Damit aber nicht genug. Zum Thronjubiläum der Queen veröffentlichte die Band mit „God save the Queen“ eine weitere Single, die ihr größter Erfolg, aber auch der erste Nagel zu ihrem Sarg werden sollte. Dieser Song war wahrlich keine Lobeshymne auf England und viele Einwohner Großbritanniens nahmen es der Band krumm, dass so ein Song überhaupt veröffentlicht wurde. Dies merkte die Band dann leider auch bei ihren Konzerten, die nun aus Protest reihenweise abgesagt wurden und man daher unter Pseudonymen reisen musste.
Nach Veröffentlichung ihres einzigen richtigen Longplayers „Never Mind the Bollocks, Here’s the Sex Pistols“ undd er Kontroverse darum folgte noch die US Tour, die ebenso aufsehenerregend und katastrophal war, wie alles andere im Leben der Band und die Trennung im Jahre 1978.
Alles was danach kam, war nur noch ein Versuch das Projekt am Leben zu erhalten, scheiterte aber am Fehlen von Johnny Rotten. Spätestens mit den immer stärkeren Drogenproblemen von Sid Vicious, dem Mord an seiner Freundin Nancy Spungen und Sids Überdosis, war das Thema Sex Pistols Geschichte.
Die Umsetzung dieser turbulenten Bandgeschichte ist Jim McCarthy und Steve Parkhouse wirklich gut gelungen. Die Zeichnungen von Parkhouse sind roh und wild, gleichzeitig aber auch verspielt und detailgetreu. Hier sticht vor allem die Entwicklung der einzelnen Bandmitglieder ins Auge – allen voran natürlich Rotten und Vicious. In diesem Werk kann man sehr gut den Werdegang vom jugendlichen Rebellen, bis hin zum erwachsenen Punk (Rotten/Lydon) beziehungsweise zum ausgemergelten Junkie (Vicous) mitverfolgen.
Mir persönlich hat dieser Band sehr gut gefallen und mich auch der Band ein wenig näher gebracht. Hab ich die Pistols vorher immer nur als „bekannteste Punk Band neben den Ramones“ abgetan, konnte ich durch die Graphic Novel sehen, wie viel Stress und Ärger für die Bandmitglieder dahintersteckte. Die Rebellion kommt nie ohne einen Preis und England aber auch die USA waren damals halt noch nicht bereit für die Sex Pistols.

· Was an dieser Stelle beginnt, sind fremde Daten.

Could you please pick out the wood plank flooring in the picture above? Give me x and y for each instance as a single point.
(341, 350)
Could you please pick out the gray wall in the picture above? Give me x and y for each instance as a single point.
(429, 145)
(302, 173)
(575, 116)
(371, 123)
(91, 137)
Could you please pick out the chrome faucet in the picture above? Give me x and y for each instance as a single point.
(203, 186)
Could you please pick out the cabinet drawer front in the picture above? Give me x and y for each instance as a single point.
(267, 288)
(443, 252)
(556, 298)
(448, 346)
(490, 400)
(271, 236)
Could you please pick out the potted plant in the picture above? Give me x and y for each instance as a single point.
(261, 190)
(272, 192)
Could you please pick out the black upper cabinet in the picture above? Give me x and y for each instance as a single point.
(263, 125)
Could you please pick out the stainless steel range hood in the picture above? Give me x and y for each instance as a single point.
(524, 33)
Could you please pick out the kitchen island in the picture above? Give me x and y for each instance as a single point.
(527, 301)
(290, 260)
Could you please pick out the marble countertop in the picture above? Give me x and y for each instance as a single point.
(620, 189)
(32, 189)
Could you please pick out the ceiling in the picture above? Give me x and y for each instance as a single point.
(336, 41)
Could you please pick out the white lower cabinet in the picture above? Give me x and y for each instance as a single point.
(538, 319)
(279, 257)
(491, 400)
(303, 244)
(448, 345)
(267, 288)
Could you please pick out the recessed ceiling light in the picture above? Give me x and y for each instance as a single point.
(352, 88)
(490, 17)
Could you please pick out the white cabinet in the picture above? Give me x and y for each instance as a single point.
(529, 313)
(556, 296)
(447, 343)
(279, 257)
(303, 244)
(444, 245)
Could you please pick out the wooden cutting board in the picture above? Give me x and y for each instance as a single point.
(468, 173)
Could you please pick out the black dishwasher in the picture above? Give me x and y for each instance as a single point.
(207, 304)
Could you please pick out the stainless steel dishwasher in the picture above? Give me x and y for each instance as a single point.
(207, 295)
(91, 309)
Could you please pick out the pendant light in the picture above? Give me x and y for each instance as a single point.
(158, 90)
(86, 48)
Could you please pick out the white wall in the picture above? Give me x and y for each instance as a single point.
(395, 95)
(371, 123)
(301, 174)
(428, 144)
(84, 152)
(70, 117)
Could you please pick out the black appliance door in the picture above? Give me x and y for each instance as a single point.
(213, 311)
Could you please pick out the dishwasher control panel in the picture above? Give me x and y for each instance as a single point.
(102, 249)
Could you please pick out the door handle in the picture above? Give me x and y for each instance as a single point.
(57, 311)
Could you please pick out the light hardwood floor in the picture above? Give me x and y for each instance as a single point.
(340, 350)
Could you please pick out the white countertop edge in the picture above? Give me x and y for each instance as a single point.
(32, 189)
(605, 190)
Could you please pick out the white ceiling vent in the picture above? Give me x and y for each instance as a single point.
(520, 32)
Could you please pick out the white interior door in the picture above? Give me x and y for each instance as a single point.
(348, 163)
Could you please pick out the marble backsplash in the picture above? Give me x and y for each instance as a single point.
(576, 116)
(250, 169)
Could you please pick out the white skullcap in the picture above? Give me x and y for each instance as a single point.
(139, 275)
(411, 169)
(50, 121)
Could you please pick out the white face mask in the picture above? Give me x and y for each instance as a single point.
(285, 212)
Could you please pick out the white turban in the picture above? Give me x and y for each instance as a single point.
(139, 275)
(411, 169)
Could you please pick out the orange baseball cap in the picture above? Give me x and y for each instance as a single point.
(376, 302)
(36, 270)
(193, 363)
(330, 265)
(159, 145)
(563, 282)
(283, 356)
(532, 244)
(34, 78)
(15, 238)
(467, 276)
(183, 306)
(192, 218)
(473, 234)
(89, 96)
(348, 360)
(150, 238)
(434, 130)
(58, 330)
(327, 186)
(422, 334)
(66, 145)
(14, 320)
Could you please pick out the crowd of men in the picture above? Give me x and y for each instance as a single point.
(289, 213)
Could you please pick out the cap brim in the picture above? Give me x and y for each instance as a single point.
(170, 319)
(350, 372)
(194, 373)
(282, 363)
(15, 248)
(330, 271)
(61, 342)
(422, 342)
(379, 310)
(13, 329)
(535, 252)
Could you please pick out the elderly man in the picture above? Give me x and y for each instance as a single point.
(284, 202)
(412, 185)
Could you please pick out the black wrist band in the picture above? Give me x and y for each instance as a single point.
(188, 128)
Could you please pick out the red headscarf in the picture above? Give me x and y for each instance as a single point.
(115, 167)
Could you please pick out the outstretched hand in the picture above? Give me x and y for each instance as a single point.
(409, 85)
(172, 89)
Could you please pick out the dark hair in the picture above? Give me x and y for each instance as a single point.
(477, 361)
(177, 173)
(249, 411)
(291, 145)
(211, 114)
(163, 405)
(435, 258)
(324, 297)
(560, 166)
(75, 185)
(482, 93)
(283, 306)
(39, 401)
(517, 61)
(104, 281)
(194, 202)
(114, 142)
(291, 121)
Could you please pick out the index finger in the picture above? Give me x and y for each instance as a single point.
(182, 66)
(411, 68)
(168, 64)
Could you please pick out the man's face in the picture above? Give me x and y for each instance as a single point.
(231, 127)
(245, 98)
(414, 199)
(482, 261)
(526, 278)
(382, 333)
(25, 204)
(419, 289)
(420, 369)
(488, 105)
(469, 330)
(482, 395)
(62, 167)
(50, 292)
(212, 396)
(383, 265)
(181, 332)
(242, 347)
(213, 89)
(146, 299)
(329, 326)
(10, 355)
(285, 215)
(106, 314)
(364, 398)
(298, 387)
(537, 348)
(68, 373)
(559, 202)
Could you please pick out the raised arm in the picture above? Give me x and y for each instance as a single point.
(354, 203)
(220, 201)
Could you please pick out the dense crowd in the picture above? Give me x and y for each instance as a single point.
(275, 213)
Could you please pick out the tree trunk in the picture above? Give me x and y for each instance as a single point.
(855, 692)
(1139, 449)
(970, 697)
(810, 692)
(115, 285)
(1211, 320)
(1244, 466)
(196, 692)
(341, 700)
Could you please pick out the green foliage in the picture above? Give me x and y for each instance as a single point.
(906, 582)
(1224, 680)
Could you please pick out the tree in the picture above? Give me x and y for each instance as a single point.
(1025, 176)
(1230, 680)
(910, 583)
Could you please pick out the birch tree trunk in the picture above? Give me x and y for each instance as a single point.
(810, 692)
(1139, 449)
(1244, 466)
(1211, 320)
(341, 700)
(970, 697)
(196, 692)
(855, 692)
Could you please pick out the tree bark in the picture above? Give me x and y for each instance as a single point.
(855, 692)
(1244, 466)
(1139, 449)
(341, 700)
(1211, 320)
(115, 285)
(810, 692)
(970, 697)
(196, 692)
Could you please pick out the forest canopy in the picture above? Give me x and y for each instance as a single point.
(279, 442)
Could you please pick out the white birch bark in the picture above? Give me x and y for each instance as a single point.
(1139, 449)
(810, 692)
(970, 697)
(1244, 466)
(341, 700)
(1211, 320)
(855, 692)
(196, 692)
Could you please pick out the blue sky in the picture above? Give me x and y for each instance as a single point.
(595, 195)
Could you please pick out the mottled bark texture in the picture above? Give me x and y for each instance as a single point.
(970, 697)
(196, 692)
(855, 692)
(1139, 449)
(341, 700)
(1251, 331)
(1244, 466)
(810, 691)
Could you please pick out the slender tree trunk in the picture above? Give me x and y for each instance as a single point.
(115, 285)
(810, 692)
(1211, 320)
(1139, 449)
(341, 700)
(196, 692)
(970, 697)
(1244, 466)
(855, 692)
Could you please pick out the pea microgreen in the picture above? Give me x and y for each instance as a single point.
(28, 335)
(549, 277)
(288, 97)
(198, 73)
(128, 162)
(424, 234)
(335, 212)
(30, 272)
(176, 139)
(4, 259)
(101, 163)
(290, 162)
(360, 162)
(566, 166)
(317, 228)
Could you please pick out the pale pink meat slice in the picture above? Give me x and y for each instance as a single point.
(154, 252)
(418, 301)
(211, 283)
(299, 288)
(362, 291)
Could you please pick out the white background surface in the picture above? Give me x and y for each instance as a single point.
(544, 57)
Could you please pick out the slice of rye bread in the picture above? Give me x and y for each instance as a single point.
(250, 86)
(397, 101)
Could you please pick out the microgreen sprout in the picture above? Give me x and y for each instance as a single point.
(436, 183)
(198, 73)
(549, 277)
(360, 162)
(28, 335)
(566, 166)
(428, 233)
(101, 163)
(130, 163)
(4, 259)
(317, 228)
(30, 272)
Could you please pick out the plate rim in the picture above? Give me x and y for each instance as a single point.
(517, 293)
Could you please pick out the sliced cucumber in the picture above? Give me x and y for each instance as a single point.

Sehr gut hat mir im Entstehungsprozess im Anhang des Bandes die Aussage von Parkhouse zu Sid Vicious gefallen. Da Vicious ein riesiger Comicfan war, hofft Parkhouse, dass Sid sich, wo immer jetzt auch gerade sein mag, über die Zeichnungen und diese Adaption seines kurzen Lebens freuen wird.
Die nun bei Panini Comics erschienene Graphic Novel zu den „Sex Pistols“ ist ein guter Einstieg ins Thema, da hier wirklich nur die groben Rahmenbedingungen aufgezeigt werden. Dennoch kann man durch die Veröffentlichung dieses Bandes erneut sagen – Punk ist nicht tot.